The number of studies about COVID-19 has risen steeply from the start of the pandemic, from around 20,000 in early March to over 30,000 as of late June. In an effort to help clinicians digest the vast amount of biomedical knowledge in the literature, researchers affiliated with Columbia, Brandeis, DARPA, UCLA, and UIUC developed a framework — COVID-KG, for “knowledge graph” — that draws on papers to answer natural language questions about drug purposing and more.

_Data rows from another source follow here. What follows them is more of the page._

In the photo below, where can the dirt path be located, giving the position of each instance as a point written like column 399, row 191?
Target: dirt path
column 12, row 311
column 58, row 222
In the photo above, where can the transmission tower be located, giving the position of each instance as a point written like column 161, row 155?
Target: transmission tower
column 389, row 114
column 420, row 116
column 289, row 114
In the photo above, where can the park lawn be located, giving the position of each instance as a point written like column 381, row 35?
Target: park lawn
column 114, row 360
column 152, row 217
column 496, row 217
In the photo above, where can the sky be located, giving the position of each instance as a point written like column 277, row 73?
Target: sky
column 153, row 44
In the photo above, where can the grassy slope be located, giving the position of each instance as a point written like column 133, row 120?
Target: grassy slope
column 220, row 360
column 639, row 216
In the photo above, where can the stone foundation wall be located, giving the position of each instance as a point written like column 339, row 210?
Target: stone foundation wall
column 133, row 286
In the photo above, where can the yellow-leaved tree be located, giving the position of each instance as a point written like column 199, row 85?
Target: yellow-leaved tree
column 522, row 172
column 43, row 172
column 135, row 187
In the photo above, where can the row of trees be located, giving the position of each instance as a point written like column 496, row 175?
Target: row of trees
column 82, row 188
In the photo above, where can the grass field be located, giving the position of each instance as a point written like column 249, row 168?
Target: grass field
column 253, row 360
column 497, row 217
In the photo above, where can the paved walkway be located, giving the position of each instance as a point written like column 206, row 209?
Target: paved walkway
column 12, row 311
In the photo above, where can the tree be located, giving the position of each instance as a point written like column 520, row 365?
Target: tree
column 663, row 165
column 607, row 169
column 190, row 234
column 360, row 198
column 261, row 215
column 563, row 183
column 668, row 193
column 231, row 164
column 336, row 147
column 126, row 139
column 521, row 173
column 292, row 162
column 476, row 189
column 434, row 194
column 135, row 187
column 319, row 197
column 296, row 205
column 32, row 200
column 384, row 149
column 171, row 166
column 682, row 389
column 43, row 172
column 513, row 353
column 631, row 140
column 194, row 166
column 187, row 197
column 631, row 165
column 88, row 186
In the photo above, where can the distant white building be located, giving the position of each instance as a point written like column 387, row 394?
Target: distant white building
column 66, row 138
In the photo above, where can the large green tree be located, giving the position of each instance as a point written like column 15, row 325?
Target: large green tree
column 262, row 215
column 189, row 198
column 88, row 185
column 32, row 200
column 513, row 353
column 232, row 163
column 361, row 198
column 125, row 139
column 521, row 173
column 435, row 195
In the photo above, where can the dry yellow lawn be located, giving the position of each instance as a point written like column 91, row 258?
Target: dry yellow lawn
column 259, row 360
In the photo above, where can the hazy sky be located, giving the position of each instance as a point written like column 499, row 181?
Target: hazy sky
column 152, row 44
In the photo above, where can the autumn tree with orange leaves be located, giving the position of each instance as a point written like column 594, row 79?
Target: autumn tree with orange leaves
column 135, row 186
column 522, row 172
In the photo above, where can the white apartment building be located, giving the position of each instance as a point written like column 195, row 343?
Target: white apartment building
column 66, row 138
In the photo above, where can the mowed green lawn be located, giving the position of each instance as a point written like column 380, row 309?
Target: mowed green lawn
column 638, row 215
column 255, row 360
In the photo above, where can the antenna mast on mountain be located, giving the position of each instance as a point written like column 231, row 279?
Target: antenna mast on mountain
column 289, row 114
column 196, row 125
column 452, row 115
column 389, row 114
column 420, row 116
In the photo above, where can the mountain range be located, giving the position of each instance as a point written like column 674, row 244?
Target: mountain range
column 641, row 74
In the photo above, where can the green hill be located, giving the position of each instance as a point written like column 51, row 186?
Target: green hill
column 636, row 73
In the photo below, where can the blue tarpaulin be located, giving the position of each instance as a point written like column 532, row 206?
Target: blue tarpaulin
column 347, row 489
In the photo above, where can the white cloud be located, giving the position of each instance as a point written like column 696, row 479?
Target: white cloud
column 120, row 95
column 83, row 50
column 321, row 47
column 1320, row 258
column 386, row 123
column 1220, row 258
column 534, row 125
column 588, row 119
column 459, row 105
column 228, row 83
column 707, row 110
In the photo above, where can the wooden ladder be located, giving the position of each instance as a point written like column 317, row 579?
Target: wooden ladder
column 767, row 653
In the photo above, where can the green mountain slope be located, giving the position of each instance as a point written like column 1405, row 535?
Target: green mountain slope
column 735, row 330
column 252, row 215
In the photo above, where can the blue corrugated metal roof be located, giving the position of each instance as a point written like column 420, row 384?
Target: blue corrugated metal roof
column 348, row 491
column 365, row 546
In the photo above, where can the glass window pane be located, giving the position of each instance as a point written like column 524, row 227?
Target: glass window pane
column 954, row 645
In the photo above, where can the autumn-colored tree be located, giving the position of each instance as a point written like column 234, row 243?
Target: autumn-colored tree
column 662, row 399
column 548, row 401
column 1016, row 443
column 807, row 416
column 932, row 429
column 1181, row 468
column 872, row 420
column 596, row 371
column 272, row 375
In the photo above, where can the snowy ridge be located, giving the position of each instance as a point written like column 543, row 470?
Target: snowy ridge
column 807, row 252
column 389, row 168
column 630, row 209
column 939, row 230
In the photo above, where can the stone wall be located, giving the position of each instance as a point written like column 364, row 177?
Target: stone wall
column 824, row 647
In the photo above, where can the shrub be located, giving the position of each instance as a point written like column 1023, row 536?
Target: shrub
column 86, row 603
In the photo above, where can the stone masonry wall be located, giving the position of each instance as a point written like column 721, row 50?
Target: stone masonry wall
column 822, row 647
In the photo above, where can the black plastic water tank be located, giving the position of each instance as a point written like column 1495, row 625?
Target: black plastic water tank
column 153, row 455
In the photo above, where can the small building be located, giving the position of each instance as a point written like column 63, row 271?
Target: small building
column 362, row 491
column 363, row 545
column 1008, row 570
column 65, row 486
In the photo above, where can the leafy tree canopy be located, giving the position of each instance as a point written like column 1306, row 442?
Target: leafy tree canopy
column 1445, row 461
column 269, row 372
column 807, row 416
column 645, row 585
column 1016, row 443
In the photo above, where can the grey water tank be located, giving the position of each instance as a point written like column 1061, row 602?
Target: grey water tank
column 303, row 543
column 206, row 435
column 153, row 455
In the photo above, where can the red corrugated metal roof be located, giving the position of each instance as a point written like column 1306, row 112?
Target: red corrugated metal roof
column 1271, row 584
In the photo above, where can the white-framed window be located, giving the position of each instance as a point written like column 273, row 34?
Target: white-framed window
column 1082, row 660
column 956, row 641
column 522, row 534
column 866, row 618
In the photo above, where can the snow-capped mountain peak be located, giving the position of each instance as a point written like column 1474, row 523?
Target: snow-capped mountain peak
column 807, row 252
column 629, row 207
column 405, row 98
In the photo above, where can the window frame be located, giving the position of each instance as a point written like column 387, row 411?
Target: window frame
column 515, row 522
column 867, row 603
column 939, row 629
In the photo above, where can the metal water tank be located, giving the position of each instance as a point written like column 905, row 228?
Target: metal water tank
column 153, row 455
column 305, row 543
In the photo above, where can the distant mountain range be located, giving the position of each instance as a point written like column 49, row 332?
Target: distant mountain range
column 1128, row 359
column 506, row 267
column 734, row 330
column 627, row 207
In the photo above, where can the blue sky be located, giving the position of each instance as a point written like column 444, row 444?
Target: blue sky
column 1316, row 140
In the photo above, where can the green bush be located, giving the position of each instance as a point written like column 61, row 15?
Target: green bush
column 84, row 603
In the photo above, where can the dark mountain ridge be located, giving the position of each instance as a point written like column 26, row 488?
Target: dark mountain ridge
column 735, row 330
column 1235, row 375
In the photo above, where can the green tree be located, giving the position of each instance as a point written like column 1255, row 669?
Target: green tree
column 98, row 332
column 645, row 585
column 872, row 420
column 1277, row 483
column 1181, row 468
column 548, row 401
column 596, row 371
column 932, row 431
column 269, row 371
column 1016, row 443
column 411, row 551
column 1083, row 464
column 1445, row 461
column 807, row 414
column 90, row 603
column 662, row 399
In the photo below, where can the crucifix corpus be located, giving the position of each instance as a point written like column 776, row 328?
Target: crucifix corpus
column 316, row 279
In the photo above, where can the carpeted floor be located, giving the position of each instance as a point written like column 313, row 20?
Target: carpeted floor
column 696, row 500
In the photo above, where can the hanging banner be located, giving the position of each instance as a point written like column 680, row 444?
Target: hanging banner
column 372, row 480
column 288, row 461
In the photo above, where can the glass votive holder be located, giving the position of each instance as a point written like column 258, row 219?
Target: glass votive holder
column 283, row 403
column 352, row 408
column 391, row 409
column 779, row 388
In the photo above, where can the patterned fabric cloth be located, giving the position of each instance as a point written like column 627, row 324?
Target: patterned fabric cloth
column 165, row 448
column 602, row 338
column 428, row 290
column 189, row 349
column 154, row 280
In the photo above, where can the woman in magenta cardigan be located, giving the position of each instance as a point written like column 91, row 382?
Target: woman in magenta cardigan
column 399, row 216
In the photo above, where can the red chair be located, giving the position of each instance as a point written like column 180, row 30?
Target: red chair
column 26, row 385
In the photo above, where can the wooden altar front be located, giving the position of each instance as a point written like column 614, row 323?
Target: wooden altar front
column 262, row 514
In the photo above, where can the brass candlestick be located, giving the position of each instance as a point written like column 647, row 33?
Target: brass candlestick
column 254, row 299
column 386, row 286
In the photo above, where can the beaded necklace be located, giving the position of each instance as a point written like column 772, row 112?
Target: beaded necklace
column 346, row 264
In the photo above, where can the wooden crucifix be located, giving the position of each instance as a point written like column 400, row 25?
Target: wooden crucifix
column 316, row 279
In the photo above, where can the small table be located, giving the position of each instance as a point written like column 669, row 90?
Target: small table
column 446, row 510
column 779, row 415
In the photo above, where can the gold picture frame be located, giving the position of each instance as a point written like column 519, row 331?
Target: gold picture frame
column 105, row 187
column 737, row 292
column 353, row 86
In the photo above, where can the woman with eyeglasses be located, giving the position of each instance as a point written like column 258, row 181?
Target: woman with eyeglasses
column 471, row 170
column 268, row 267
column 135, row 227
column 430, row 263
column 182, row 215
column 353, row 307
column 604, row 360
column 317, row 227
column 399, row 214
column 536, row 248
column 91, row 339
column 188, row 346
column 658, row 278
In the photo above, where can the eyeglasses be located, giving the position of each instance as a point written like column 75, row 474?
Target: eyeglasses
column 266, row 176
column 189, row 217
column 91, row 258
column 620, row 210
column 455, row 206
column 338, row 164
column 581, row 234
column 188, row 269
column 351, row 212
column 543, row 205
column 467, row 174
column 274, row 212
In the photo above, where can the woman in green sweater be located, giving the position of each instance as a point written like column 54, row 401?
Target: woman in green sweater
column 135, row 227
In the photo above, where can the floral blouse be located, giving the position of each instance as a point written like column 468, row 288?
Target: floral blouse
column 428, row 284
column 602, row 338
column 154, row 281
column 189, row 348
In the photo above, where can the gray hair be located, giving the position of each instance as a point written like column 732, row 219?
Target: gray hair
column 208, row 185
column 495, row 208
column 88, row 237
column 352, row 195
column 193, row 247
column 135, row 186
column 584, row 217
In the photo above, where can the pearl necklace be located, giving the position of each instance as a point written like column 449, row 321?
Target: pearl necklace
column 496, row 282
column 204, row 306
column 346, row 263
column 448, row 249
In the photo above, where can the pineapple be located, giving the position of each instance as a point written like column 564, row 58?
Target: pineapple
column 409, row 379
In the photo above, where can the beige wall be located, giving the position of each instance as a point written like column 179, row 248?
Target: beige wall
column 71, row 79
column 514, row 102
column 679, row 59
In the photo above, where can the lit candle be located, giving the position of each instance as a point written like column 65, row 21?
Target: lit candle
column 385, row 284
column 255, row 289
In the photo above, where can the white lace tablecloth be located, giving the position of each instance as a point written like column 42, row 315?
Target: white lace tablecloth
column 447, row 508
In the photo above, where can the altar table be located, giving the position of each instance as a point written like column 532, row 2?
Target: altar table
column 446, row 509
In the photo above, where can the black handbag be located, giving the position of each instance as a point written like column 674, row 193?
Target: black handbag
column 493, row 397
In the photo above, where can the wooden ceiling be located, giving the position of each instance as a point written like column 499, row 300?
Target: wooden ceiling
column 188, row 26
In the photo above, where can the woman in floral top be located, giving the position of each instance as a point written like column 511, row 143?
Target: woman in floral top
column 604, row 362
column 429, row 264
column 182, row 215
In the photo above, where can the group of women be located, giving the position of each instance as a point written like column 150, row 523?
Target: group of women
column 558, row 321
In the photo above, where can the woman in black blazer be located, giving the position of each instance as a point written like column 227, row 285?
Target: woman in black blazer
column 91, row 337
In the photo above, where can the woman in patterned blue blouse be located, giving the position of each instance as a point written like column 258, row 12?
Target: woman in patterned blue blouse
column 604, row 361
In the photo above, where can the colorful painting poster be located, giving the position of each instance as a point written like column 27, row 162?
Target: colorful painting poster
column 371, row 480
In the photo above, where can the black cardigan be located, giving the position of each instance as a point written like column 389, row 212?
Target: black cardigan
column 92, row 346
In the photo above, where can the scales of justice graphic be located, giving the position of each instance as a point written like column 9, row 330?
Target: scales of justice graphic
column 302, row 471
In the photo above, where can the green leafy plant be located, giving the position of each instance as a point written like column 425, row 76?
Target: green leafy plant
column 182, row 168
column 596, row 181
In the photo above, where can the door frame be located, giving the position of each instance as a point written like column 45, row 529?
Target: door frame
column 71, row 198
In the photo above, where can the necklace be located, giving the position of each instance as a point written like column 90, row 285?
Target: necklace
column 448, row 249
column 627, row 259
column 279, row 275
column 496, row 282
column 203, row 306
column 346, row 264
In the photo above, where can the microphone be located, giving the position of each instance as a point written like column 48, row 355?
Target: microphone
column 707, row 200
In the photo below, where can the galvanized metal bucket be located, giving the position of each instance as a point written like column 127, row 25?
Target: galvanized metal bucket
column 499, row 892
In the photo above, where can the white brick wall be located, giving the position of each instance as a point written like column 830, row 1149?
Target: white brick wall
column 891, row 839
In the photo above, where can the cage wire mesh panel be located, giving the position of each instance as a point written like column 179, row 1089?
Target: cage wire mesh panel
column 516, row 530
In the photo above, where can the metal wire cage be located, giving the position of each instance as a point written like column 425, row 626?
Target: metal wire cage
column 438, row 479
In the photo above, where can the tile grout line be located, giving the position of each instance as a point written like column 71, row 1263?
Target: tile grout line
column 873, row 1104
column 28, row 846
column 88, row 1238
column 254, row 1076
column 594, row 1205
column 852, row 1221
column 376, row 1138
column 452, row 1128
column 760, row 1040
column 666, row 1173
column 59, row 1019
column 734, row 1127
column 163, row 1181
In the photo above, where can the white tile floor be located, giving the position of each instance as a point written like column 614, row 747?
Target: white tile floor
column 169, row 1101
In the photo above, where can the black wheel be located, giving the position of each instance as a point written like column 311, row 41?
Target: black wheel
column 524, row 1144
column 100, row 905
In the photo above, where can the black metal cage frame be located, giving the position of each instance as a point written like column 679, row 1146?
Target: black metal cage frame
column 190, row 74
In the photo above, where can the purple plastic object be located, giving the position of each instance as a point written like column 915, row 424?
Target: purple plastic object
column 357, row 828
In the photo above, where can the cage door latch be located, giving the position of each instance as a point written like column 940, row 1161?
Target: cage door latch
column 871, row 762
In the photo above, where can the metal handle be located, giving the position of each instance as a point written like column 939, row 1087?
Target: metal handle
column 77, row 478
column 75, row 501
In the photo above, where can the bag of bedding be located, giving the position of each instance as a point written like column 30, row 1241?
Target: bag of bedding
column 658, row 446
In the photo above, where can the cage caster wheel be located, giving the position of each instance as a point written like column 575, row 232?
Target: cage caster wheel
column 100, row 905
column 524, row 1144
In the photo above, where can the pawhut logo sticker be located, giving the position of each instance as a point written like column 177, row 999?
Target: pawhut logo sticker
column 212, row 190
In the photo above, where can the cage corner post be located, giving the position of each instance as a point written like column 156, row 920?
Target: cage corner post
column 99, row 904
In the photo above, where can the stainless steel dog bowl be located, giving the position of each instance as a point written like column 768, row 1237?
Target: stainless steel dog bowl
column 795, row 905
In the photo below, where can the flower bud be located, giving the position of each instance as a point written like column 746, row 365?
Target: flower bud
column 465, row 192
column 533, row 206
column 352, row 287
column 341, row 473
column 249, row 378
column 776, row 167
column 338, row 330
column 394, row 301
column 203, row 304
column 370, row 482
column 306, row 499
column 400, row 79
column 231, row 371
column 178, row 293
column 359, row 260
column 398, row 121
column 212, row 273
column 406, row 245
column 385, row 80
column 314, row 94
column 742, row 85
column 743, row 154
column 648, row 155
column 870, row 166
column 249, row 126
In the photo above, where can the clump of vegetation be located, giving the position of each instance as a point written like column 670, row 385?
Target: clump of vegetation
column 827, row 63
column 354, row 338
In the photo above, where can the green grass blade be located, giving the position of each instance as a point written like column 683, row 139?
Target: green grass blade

The sheer volume of COVID-19 research makes it difficult to sort the wheat from the chaff. Some false information has been promoted on social media and in publication venues like journals. And many results about the virus from different labs and sources are redundant, complementary, or even conflicting.
COVID-KG aims to solve the challenge by reading papers to build multimedia knowledge graphs consisting of nodes and edges. The nodes represent entities and concepts extracted from papers’ text and images, while the edges represent relations involving these entities.
COVID-KG ingests entity types including genes, diseases, chemicals, and organisms; relations like mechanisms, therapeutics, and increased expressions; and events such as gene expression, transcription, and localization. It also draws on entities annotated from an open source data set tailored for COVID-19 studies, which includes entity types like coronaviruses, viral proteins, evolution, materials, and immune response).
COVID-KG extracts visual information from figure images (e.g., microscopic images, dosage response curves, and relational diagrams) to enrich the knowledge graph. After detecting and isolating figures from each document with text in its caption or referring context, it then applies computer vision to spot and separate non-overlapping regions and recognize the molecular structures within each figure.
COVID-KG provides semantic visualizations like tag clouds and heat maps that allow researchers to get a view of selected relations from hundreds or thousands of papers at a single glance. This, in turn, allows for the identification of relationships that would typically be missed by keyword searches or simple word cloud or heatmap displays.
In a case study, the researchers posed a series of 11 questions typically answered in a drug repurposing report to COVID-KG, like “Was the drug identified by manual or computation screen?” and “Has the drug shown evidence of systemic toxicity?” With three drugs suggested by DARPA biologists (benazepril, losartan, and amodiaquine) as targets, they used COVID-KG to construct a knowledge base from 25,534 peer-reviewed papers.
Given the question “What is the drug class and what is it currently approved to treat?” for benazepril, COVID-KG responded with:
The team reports that in the opinion of clinicians and medical school students who reviewed the results, COVID-KG’s answers were “informative, valid, and sound.” In the future, the coauthors plan to extend the system to automate the creation of new hypotheses by predicting new links. They also hope to produce a common semantic space for literature and apply it to improve COVID-KG’s cross-media knowledge grounding, inference, and transfer.
“With COVID-KG, researchers and clinicians are able to obtain trustworthy and non-trivial answers from scientific literature, and thus focus on more important hypothesis testing, and prioritize the analysis efforts for candidate exploration directions,” the coauthors wrote. “In our ongoing work we have created a new ontology that includes 77 entity subtypes and 58 event subtypes, and we are re-building an end-to-end joint neural … system following this new ontology.”